GeoKDTree works directly with `(latitude, longitude)` pairs.

You do **not** need to:

* Project coordinates into planar space
* Use heavyweight GIS libraries
* Maintain custom spatial indexing code

Just pass geographic coordinates and query.

### Simple API, Minimal Overhead

GeoKDTree intentionally keeps the API small and focused.

* Build once from a list of coordinates
* Query nearest neighbors with a single method call
* Retrieve indices or points directly from your original dataset

There are no external C extensions or heavy dependencies, keeping installation and deployment simple.

### Deterministic and Predictable Performance

* Tree construction scales at approximately `O(n log n)`
* Query performance scales at approximately `O(log n)`
* No probabilistic approximations
* No background indexing or caching

This predictability is valuable for production systems where latency and reproducibility matter.

## Supported Features

See: https://connor-makowski.github.io/geokdtree/geokdtree.html

## Contributing

Issues, feature requests, and pull requests are welcome.
Please open an issue to discuss changes or enhancements.

# Development
## Running Tests, Prettifying Code, and Updating Docs

Make sure Docker is installed and running on a Unix system (Linux, MacOS, WSL2).

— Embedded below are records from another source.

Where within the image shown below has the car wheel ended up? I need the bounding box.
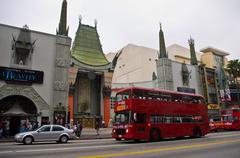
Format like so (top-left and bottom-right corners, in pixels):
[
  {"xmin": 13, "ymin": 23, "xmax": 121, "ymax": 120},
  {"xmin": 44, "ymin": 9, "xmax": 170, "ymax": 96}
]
[
  {"xmin": 60, "ymin": 135, "xmax": 68, "ymax": 143},
  {"xmin": 23, "ymin": 136, "xmax": 33, "ymax": 145}
]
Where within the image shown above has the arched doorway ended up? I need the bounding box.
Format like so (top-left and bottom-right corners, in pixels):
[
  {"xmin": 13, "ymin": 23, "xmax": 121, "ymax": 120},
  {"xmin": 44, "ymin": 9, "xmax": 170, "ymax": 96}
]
[{"xmin": 0, "ymin": 95, "xmax": 37, "ymax": 136}]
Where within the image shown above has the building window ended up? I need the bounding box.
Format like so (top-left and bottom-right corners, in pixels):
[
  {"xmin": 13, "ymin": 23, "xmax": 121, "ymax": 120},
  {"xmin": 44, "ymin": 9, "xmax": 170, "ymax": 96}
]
[{"xmin": 14, "ymin": 48, "xmax": 30, "ymax": 65}]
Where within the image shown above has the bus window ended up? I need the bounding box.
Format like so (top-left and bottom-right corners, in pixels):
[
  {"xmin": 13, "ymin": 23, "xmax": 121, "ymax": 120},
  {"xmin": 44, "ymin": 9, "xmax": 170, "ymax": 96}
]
[
  {"xmin": 132, "ymin": 89, "xmax": 143, "ymax": 99},
  {"xmin": 133, "ymin": 113, "xmax": 147, "ymax": 123},
  {"xmin": 116, "ymin": 90, "xmax": 131, "ymax": 101},
  {"xmin": 114, "ymin": 111, "xmax": 130, "ymax": 124}
]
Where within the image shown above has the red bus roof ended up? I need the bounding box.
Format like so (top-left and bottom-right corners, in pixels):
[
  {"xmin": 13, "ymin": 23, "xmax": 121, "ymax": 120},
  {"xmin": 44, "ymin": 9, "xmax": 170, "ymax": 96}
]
[{"xmin": 117, "ymin": 86, "xmax": 203, "ymax": 98}]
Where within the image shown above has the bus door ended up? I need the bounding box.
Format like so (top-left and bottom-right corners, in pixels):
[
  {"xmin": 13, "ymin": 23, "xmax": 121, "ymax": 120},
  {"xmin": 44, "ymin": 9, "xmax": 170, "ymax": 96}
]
[{"xmin": 133, "ymin": 113, "xmax": 148, "ymax": 139}]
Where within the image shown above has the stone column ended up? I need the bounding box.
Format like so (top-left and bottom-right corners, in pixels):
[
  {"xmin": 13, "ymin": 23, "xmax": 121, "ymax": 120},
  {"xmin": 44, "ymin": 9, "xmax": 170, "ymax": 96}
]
[
  {"xmin": 50, "ymin": 35, "xmax": 71, "ymax": 123},
  {"xmin": 156, "ymin": 58, "xmax": 173, "ymax": 90}
]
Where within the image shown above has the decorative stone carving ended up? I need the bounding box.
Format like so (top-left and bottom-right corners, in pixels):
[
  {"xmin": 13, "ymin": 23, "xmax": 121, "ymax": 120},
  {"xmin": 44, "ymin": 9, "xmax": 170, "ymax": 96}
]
[
  {"xmin": 54, "ymin": 81, "xmax": 67, "ymax": 91},
  {"xmin": 0, "ymin": 84, "xmax": 49, "ymax": 110},
  {"xmin": 56, "ymin": 58, "xmax": 68, "ymax": 67}
]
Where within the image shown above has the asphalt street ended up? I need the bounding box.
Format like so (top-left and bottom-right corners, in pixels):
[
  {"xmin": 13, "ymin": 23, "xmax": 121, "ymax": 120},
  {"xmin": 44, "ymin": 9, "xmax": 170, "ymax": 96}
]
[{"xmin": 0, "ymin": 131, "xmax": 240, "ymax": 158}]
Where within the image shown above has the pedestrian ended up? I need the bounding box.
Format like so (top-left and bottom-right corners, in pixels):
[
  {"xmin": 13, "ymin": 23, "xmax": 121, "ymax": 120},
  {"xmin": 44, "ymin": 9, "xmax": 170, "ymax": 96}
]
[
  {"xmin": 77, "ymin": 123, "xmax": 82, "ymax": 137},
  {"xmin": 95, "ymin": 121, "xmax": 99, "ymax": 136},
  {"xmin": 73, "ymin": 123, "xmax": 77, "ymax": 136}
]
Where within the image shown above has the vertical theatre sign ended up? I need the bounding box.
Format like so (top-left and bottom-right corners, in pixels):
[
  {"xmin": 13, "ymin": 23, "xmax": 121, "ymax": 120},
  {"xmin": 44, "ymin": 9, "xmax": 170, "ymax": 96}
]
[{"xmin": 0, "ymin": 67, "xmax": 44, "ymax": 85}]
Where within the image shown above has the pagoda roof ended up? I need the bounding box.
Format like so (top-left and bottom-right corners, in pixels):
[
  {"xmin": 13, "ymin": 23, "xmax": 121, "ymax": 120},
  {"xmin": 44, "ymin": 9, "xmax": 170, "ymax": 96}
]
[{"xmin": 71, "ymin": 23, "xmax": 110, "ymax": 67}]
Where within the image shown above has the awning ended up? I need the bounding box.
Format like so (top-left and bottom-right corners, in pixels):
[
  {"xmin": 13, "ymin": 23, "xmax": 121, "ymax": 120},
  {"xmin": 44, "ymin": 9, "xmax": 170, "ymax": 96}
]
[{"xmin": 3, "ymin": 104, "xmax": 27, "ymax": 116}]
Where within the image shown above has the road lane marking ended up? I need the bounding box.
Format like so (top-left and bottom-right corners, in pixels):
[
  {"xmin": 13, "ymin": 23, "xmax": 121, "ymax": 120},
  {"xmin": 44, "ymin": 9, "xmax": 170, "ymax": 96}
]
[
  {"xmin": 0, "ymin": 151, "xmax": 13, "ymax": 154},
  {"xmin": 79, "ymin": 139, "xmax": 240, "ymax": 158},
  {"xmin": 15, "ymin": 144, "xmax": 131, "ymax": 153}
]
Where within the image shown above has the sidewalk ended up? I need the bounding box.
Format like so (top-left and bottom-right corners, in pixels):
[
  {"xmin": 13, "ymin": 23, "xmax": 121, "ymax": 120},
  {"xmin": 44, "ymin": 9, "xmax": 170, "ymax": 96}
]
[{"xmin": 0, "ymin": 128, "xmax": 112, "ymax": 143}]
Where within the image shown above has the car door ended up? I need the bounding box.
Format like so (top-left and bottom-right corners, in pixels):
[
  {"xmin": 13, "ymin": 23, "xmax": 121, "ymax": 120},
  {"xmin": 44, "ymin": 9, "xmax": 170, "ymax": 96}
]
[
  {"xmin": 34, "ymin": 125, "xmax": 51, "ymax": 141},
  {"xmin": 51, "ymin": 125, "xmax": 64, "ymax": 140}
]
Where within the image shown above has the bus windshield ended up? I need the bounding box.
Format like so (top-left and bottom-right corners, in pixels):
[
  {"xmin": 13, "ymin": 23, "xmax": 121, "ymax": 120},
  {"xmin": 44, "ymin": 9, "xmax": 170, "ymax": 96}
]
[
  {"xmin": 116, "ymin": 90, "xmax": 131, "ymax": 101},
  {"xmin": 115, "ymin": 111, "xmax": 130, "ymax": 124}
]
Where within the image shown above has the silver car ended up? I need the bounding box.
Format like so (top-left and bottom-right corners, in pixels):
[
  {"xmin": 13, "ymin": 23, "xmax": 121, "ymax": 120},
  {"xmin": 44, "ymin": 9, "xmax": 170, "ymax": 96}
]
[{"xmin": 14, "ymin": 125, "xmax": 76, "ymax": 144}]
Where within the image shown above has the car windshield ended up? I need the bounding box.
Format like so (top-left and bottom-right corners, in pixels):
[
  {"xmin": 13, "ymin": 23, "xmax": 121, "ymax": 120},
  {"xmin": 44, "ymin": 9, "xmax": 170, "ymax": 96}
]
[
  {"xmin": 115, "ymin": 111, "xmax": 130, "ymax": 124},
  {"xmin": 37, "ymin": 126, "xmax": 51, "ymax": 132}
]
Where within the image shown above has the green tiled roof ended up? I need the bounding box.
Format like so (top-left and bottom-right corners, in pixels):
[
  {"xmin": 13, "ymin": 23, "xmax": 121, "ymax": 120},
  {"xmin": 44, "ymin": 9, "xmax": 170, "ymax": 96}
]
[{"xmin": 72, "ymin": 23, "xmax": 109, "ymax": 66}]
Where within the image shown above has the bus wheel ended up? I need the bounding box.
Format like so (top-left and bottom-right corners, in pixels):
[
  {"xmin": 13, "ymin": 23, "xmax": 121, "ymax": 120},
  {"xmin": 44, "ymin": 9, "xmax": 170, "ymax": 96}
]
[
  {"xmin": 193, "ymin": 127, "xmax": 202, "ymax": 138},
  {"xmin": 150, "ymin": 129, "xmax": 160, "ymax": 142}
]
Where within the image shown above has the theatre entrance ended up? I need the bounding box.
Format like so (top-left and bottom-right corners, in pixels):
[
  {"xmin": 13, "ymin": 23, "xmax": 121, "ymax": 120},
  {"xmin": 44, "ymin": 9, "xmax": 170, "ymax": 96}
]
[{"xmin": 0, "ymin": 95, "xmax": 38, "ymax": 136}]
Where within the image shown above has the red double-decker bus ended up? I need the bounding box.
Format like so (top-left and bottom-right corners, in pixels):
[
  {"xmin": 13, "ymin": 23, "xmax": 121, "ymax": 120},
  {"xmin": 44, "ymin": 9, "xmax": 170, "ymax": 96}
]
[
  {"xmin": 221, "ymin": 108, "xmax": 240, "ymax": 130},
  {"xmin": 112, "ymin": 87, "xmax": 209, "ymax": 141}
]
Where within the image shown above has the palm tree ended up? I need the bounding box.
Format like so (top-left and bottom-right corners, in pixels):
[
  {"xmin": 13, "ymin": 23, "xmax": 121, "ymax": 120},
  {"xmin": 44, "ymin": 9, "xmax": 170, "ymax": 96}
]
[{"xmin": 227, "ymin": 59, "xmax": 240, "ymax": 84}]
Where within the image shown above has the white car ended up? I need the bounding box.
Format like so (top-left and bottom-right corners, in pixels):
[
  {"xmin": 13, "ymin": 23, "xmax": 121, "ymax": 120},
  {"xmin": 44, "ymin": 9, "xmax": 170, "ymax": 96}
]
[{"xmin": 14, "ymin": 125, "xmax": 76, "ymax": 144}]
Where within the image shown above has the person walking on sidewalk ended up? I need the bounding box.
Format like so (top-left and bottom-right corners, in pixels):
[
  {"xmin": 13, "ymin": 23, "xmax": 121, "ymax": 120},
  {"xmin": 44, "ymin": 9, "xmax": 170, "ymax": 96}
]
[
  {"xmin": 95, "ymin": 121, "xmax": 99, "ymax": 136},
  {"xmin": 76, "ymin": 122, "xmax": 82, "ymax": 137}
]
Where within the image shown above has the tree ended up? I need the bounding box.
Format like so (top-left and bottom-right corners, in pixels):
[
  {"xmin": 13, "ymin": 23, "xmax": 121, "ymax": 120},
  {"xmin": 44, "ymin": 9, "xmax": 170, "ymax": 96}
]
[{"xmin": 227, "ymin": 59, "xmax": 240, "ymax": 84}]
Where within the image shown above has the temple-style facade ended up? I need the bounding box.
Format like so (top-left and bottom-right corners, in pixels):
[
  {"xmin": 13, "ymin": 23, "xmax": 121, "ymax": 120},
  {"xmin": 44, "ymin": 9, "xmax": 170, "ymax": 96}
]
[
  {"xmin": 69, "ymin": 19, "xmax": 112, "ymax": 127},
  {"xmin": 0, "ymin": 0, "xmax": 71, "ymax": 135}
]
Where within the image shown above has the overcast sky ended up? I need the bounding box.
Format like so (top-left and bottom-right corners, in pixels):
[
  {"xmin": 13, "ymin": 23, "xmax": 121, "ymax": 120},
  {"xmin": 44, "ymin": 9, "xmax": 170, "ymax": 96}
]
[{"xmin": 0, "ymin": 0, "xmax": 240, "ymax": 59}]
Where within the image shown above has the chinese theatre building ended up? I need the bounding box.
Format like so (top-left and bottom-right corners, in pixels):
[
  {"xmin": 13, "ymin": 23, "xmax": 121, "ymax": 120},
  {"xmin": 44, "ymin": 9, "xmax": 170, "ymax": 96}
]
[
  {"xmin": 69, "ymin": 19, "xmax": 112, "ymax": 127},
  {"xmin": 0, "ymin": 19, "xmax": 71, "ymax": 135}
]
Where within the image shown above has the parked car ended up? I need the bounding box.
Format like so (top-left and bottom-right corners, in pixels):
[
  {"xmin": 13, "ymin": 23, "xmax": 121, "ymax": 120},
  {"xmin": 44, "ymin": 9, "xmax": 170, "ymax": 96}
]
[{"xmin": 14, "ymin": 125, "xmax": 76, "ymax": 144}]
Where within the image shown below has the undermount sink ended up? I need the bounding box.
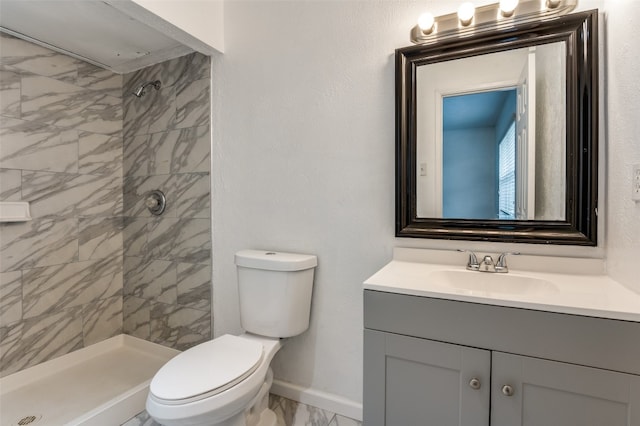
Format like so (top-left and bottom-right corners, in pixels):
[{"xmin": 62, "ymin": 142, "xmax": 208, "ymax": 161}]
[{"xmin": 427, "ymin": 270, "xmax": 558, "ymax": 294}]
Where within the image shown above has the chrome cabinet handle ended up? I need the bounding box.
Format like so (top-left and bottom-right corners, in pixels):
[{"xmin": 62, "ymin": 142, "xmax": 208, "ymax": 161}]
[{"xmin": 501, "ymin": 385, "xmax": 514, "ymax": 396}]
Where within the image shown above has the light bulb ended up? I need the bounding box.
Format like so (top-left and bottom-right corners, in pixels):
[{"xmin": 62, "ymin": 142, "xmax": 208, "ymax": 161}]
[
  {"xmin": 458, "ymin": 2, "xmax": 476, "ymax": 27},
  {"xmin": 418, "ymin": 12, "xmax": 435, "ymax": 34},
  {"xmin": 500, "ymin": 0, "xmax": 518, "ymax": 18}
]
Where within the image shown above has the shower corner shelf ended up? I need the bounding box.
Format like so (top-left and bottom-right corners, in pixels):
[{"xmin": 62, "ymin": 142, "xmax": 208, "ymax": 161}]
[{"xmin": 0, "ymin": 201, "xmax": 31, "ymax": 222}]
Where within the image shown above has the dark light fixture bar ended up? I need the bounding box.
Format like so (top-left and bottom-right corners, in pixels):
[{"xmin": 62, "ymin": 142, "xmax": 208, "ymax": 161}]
[{"xmin": 411, "ymin": 0, "xmax": 578, "ymax": 44}]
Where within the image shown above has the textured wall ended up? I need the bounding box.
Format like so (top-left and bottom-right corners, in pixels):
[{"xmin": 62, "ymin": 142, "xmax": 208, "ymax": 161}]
[
  {"xmin": 213, "ymin": 0, "xmax": 620, "ymax": 412},
  {"xmin": 0, "ymin": 34, "xmax": 123, "ymax": 375},
  {"xmin": 603, "ymin": 0, "xmax": 640, "ymax": 292},
  {"xmin": 123, "ymin": 53, "xmax": 211, "ymax": 349}
]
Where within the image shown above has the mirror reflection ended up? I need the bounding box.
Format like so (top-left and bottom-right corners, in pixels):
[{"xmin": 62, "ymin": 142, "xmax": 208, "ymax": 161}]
[{"xmin": 416, "ymin": 42, "xmax": 566, "ymax": 220}]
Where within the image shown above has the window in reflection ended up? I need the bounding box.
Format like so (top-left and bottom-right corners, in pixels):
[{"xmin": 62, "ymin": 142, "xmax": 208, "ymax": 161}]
[{"xmin": 442, "ymin": 88, "xmax": 517, "ymax": 219}]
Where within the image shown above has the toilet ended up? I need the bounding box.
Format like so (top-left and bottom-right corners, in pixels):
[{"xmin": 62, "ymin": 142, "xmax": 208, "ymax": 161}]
[{"xmin": 146, "ymin": 250, "xmax": 317, "ymax": 426}]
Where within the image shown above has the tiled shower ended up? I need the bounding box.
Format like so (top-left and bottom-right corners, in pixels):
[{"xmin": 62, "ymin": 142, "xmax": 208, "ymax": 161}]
[{"xmin": 0, "ymin": 34, "xmax": 211, "ymax": 376}]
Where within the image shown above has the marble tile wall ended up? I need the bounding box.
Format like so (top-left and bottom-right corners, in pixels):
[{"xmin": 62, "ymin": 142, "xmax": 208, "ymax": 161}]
[
  {"xmin": 0, "ymin": 33, "xmax": 123, "ymax": 376},
  {"xmin": 123, "ymin": 53, "xmax": 212, "ymax": 350},
  {"xmin": 121, "ymin": 394, "xmax": 362, "ymax": 426}
]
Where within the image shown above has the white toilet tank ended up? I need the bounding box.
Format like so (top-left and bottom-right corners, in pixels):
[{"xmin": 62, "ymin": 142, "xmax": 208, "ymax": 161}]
[{"xmin": 235, "ymin": 250, "xmax": 318, "ymax": 337}]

- Create a docker container and drop into a shell
    - `./run.sh`
- Run all tests (see ./utils/test.sh)
    - `./run.sh test`
- Prettify the code (see ./utils/prettify.sh)
    - `./run.sh prettify`
- Update the docs (see ./utils/docs.sh)
    - `./run.sh docs`

- Note: You can and should modify the `Dockerfile` to test different python versions.